I have tentatively volunteered to look at this issue and try to implement it (but I can't guarantee a result, sorry).
Updated by mame (Yusuke Endoh) over 12 years ago
- Status changed from Open to Assigned
- Assignee set to duerst (Martin Dürst)
Martin-sensei,
I tentatively assign this ticket to you.
If you give up, please set the assignee to another person,
or let make it a blank. Take it easy.
--
Yusuke Endoh mame@tsg.ne.jp
Updated by duerst (Martin Dürst) over 12 years ago
On 2012/03/28 0:10, mame (Yusuke Endoh) wrote:
Issue #5607 has been updated by mame (Yusuke Endoh).
Status changed from Open to Assigned
Assignee set to duerst (Martin Dürst)Martin-sensei,
I tentatively assign this ticket to you.
If you give up, please set the assignee to another person,
or let make it a blank.
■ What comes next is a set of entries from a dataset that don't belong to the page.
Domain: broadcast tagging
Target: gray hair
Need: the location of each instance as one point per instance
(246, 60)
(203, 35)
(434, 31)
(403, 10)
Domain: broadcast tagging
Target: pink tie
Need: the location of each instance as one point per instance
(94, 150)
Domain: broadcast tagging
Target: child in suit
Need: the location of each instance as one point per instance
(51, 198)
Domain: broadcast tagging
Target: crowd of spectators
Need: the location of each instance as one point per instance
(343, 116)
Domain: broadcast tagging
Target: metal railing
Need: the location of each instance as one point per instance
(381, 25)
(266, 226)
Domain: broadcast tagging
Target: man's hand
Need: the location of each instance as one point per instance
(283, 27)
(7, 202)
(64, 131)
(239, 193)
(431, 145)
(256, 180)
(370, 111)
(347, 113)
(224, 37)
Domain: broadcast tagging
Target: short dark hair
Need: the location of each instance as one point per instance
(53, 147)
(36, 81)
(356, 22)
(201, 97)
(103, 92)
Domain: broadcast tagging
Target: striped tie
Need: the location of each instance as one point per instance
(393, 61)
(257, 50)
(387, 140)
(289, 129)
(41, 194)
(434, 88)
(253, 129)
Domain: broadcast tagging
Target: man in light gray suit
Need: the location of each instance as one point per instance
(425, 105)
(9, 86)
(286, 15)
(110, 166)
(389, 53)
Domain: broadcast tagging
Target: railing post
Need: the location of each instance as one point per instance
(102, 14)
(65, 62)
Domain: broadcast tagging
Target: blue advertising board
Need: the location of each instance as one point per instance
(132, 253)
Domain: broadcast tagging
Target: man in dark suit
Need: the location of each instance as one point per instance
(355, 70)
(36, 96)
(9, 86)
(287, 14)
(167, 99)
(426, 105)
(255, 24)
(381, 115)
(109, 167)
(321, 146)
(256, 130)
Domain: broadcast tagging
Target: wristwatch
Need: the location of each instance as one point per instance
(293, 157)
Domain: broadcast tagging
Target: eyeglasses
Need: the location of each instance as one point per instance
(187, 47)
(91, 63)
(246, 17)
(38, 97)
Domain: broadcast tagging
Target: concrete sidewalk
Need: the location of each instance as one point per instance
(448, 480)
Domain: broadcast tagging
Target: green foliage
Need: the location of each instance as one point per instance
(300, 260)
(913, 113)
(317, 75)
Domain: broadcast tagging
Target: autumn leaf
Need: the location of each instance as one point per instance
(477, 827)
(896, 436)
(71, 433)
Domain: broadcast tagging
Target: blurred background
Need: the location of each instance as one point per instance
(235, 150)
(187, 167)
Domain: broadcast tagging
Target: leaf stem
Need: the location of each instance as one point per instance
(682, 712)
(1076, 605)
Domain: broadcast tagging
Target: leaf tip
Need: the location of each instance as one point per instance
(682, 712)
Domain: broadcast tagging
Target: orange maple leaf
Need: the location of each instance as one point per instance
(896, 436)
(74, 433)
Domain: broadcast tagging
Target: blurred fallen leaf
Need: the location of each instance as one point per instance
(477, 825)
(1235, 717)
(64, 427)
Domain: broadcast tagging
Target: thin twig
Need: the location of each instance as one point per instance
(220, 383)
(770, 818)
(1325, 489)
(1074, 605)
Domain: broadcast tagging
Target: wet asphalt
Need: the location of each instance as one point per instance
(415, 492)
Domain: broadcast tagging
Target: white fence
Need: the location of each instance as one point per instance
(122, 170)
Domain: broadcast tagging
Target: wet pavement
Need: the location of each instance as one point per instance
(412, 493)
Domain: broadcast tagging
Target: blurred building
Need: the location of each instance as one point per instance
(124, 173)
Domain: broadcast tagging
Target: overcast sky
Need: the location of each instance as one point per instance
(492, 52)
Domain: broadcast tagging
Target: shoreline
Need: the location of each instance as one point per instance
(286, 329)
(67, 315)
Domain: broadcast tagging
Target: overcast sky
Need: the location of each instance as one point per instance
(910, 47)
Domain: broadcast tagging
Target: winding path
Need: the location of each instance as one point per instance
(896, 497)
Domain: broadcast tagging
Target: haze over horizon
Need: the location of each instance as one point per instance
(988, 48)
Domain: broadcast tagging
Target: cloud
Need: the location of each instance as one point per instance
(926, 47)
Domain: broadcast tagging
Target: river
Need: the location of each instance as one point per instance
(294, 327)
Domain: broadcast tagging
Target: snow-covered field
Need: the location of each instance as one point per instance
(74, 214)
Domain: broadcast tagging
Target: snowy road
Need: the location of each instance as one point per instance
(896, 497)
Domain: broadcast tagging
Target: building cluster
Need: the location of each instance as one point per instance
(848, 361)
Take it easy.
I actually said I would take it at
http://bugs.ruby-lang.org/issues/5607#note-12, and I thought that I had
assigned it to me, but apparently, I forgot.
Also, I have already made some progress on how to address this. The
pointer from Akira
(http:www.a-k-r.org/pub/string-succ-rejectkaigi2008.pdf, in Japanese)
was very helpful.
Regards, Martin.
Updated by mame (Yusuke Endoh) almost 4 years ago
- Has duplicate Bug #13663: `String#upto` doesn't work as expected added
Updated by mame (Yusuke Endoh) almost 4 years ago
- Status changed from Assigned to Closed
The almost same issue #13663 has been closed.